The United Nations has convened its first ever high-level meeting on tuberculosis due to take place in September this year in New York.
The high-level meeting is the biggest and best opportunity to raise the political priority of TB.
It is also the most significant political meeting ever held on TB and one I am proud to say that I played a part in making a reality during my three-month secondment to the United Nations last year.
This is a golden opportunity for Australia to stand up and be counted and lead the charge in the fight against TB. We are not talking about a disease in a faraway land; TB is already on our doorstep.
In conclusion, I would like to acknowledge the work of an outstanding number of NGOs who have been instrumental in supporting me in my journey on TB advocacy, including the Global TB Caucus, the Global Health Caucus on HIV/AIDS, Tuberculosis and Malaria, RESULTS International Australia, and Stop TB Partnership, just to name a few.

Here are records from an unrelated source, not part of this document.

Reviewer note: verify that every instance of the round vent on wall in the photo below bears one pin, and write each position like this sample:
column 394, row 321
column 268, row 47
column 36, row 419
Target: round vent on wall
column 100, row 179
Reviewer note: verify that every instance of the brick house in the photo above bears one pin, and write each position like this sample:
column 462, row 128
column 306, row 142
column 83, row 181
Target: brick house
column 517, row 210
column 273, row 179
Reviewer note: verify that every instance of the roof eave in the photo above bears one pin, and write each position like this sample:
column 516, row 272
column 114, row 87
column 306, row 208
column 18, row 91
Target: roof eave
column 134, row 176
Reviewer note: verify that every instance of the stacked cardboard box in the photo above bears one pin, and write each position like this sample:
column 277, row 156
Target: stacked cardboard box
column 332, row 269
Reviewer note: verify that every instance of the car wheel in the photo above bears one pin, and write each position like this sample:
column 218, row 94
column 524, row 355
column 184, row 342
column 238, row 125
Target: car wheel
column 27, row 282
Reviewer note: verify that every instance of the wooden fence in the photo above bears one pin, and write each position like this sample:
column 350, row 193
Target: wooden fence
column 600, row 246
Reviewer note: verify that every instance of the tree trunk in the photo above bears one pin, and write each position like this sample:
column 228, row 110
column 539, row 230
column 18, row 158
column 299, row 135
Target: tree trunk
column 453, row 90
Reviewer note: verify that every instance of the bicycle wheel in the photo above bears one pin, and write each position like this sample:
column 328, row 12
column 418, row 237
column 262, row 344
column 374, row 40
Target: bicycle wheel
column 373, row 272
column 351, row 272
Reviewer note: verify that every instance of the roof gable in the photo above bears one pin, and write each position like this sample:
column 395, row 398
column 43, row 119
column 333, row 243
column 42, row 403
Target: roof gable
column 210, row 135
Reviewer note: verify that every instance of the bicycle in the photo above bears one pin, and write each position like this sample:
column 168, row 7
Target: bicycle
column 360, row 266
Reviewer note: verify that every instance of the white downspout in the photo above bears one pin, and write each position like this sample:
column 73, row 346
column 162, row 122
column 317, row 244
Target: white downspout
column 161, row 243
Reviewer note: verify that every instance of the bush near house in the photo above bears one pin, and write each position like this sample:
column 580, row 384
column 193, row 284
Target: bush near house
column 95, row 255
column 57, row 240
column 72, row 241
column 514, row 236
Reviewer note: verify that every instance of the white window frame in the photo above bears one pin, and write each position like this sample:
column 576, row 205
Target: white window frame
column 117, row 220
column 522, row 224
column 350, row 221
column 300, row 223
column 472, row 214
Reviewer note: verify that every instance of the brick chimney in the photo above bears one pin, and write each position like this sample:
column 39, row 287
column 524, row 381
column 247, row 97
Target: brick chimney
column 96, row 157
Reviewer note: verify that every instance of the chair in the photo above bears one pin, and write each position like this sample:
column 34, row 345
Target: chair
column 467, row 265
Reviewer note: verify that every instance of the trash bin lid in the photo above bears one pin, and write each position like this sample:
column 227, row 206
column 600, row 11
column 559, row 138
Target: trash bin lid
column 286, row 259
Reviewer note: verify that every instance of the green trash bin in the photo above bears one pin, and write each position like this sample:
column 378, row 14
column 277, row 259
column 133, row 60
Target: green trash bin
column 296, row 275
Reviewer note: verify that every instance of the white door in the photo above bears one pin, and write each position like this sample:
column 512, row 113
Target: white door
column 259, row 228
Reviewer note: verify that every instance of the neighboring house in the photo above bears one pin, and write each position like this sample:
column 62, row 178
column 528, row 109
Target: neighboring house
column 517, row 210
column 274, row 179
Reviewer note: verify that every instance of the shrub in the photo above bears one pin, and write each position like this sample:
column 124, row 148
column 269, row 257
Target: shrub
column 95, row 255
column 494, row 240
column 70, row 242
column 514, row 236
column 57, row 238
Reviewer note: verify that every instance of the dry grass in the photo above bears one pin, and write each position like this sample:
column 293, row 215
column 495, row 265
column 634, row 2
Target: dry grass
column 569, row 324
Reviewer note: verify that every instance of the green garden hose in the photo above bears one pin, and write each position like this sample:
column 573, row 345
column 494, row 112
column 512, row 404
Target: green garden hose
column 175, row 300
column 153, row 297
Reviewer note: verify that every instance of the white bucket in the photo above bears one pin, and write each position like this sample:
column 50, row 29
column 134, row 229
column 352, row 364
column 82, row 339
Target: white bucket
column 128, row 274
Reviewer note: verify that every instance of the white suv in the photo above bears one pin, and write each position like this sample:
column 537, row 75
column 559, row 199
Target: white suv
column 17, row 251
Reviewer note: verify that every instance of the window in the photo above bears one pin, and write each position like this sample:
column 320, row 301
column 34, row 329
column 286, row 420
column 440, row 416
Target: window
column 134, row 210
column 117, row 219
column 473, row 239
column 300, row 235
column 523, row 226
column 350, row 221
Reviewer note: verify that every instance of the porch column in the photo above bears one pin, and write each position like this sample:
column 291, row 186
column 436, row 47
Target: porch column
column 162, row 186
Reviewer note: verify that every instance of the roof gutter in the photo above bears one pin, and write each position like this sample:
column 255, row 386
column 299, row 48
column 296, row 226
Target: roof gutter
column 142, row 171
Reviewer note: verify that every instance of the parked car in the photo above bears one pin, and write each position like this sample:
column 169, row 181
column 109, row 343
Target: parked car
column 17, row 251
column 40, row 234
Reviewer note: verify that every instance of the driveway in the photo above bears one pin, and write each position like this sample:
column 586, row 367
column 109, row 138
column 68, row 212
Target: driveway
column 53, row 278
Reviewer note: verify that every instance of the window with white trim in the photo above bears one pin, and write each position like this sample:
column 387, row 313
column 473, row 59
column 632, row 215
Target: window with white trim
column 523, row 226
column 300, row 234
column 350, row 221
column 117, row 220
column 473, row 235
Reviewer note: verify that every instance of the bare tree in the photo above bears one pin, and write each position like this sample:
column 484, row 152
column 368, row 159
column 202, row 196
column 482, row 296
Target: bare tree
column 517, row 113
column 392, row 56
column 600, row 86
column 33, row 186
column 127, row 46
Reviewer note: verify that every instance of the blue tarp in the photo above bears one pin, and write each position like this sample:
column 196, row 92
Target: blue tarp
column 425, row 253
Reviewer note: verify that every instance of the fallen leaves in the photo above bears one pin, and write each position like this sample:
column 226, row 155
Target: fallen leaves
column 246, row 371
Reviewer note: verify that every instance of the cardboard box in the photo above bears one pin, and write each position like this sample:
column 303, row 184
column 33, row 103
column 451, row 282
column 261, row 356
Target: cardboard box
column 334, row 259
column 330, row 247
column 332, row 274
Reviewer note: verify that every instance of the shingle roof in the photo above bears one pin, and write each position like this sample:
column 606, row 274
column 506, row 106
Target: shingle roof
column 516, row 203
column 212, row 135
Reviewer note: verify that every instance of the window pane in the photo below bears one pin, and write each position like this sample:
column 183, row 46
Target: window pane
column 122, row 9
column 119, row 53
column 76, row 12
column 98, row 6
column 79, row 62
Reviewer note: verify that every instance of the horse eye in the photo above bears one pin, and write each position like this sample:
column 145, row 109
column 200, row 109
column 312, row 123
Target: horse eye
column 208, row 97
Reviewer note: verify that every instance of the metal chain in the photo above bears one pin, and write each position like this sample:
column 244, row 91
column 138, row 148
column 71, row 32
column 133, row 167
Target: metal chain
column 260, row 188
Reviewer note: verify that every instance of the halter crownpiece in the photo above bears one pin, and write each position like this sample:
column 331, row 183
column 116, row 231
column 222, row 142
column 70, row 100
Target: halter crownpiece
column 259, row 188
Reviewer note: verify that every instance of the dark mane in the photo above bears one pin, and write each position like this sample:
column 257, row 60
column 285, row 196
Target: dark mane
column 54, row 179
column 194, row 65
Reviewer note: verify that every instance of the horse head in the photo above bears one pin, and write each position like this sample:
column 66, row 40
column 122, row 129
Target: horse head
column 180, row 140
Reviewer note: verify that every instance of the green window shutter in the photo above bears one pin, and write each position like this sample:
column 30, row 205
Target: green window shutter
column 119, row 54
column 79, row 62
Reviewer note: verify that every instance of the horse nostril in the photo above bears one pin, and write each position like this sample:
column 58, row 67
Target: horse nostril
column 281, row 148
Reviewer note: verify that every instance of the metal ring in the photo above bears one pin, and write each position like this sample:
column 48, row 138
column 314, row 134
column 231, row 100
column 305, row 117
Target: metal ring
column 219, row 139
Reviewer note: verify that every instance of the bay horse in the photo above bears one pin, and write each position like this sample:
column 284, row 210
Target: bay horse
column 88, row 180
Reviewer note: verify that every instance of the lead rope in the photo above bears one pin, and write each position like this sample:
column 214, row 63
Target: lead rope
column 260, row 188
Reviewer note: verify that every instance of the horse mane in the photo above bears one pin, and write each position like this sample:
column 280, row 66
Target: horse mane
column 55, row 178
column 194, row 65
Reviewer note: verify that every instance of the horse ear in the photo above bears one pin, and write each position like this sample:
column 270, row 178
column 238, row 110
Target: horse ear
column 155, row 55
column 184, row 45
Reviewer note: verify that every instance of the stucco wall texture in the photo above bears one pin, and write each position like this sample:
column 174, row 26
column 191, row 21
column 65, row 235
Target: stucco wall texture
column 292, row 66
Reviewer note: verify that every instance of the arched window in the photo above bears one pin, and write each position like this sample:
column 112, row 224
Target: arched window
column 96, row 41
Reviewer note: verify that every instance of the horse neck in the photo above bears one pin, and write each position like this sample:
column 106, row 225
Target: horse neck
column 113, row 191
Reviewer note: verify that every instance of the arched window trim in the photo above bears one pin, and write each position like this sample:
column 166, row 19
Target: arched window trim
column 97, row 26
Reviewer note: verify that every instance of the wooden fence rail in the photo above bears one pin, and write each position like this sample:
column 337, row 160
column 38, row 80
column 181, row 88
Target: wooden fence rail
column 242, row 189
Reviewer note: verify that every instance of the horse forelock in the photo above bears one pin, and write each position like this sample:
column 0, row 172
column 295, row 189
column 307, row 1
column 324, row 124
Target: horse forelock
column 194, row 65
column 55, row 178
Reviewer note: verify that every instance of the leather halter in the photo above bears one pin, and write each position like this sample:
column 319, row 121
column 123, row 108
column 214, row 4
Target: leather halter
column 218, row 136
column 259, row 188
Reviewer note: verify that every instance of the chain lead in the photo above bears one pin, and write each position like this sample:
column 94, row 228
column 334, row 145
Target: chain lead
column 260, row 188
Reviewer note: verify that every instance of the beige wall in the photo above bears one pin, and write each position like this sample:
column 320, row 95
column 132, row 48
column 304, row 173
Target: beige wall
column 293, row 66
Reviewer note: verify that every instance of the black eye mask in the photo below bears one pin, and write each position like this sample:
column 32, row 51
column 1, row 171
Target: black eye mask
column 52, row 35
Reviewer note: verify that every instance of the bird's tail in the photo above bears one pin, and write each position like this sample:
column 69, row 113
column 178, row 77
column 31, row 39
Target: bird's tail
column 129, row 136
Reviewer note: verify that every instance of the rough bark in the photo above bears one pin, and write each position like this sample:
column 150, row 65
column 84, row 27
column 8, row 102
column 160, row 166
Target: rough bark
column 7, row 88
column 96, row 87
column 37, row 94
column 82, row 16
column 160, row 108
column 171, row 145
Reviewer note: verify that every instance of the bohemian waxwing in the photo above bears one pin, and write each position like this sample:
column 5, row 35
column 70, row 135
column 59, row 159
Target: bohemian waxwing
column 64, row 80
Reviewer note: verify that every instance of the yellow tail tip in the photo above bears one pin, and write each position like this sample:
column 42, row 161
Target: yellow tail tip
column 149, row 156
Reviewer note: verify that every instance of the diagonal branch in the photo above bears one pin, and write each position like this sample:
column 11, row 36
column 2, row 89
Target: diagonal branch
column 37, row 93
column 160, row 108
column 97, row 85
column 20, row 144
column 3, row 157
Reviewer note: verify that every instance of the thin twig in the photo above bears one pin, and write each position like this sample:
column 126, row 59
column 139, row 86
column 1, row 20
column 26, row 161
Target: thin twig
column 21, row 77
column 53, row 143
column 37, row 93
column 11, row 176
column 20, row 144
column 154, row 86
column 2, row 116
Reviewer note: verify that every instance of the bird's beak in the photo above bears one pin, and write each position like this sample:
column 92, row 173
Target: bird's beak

I would particularly like to mention and thank Sarah Kirk and Maree Nutt.
Without their ongoing support and mentoring, we would never have been able to achieve the outstanding progress we have made to date.
I would also like to thank my colleague and dear friend Julie Bishop for her ongoing support in dealing with this horrible scourge.
Through her outstanding leadership, Australia is recognised as being at the forefront of tackling this disease.
I would like everybody here today to take a few seconds to think about this: humans generally blink every three seconds; every three seconds someone in the world contracts TB.
There is one death from TB every three minutes, but it can be absolutely cured, it can be absolutely avoided and I think it’s absolutely imperative that we move on this and move on it very, very quickly, because it’s a disease that actually drives people further and further into poverty.
It usually hits the breadwinner, particularly in developing countries, which makes it impossible for them to work and therefore drives them further and further into poverty.
It is so avoidable, but, sadly—as I cough as I am speaking here today—it is the only disease that is delivered airborne, which makes it a real threat.
Believe you me, nobody is immune from this, and, unfortunately, because most people assume that this is a disease that has been dealt with, when you present, particularly in First World countries, it is the last thing they look for.
By the time they run out of options and look at TB as one of those way-out-there options, the disease is very well advanced.
So we need to stamp it out.
I also acknowledge my friend and colleague Matt Thistlethwaite for his excellent support as we worked on this together. We are getting real results, and I am very proud to say that.